Courts, contradictions and institutional strain
The PDP’s turmoil cannot be separated from a broader and more corrosive problem in Nigeria’s democracy: the proliferation of conflicting court orders on political matters. In this case, federal high courts in Abuja halted the convention, while a state high court in Ibadan authorised it. Each side now clings to the judgement that favours its cause, weaponising the judiciary in a political contest.
INEC’s letter rejecting recognition of the Turaki-led NWC reflects an institutional instinct for self-preservation. Faced with contradictory rulings, the commission opted to freeze its records until the courts speak with finality. That caution may frustrate politicians, but it is arguably the only posture that preserves the commission’s credibility.
The danger arises when political actors, driven by desperation, seek to compel INEC to take sides. Accusations of bias, threats of delegitimisation and public pressure campaigns are not just about internal party advantage; they risk turning INEC into an arena of partisan struggle rather than an impartial referee.
This pressure is compounded by inconsistency. The same politicians who cite Supreme Court judgements limiting INEC’s role in party affairs often demand decisive administrative action when it suits them. Conversely, factions that benefit from INEC’s restraint celebrate institutional independence, only to denounce it as cowardice or collusion when the tide turns.
The result is a corrosive cycle in which institutions are damned for acting and damned for refusing to act.
The real threat to INEC’s independence
The PDP crisis illustrates how political desperation, not administrative overreach, poses the greatest threat to INEC’s independence. By ignoring court orders, shopping for favourable judgements and escalating disputes into parallel party structures, politicians create legal and moral ambiguity and then insist that INEC resolve it in their favour.
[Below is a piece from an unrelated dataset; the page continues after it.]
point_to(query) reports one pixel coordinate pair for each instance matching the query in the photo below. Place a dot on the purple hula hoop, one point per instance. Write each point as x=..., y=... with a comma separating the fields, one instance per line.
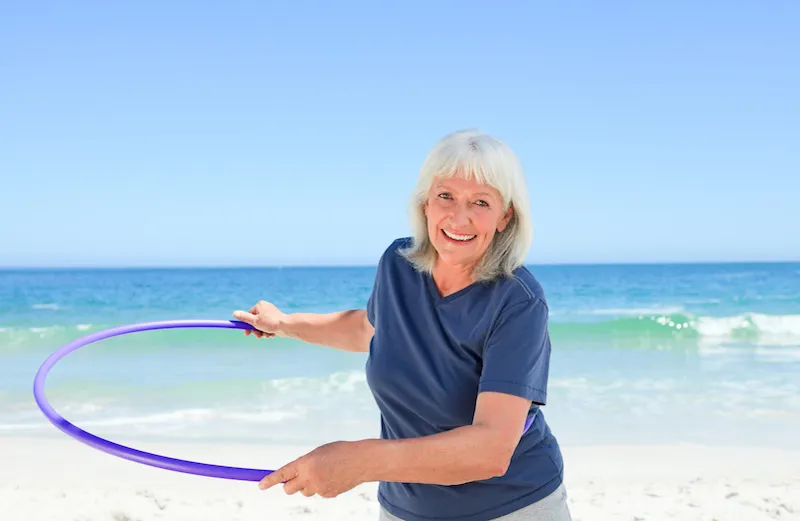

This is not unique to the PDP. But the scale and intensity of the dispute within Nigeria’s leading opposition party magnify the stakes. If INEC is forced, bullied or shamed into recognising one faction while litigation rages, it sets a precedent that electoral administration is subordinate to political pressure.
FURTHER READING
Neutrality, in such circumstances, is easily misrepresented as bias. Yet neutrality is often the only defensible option.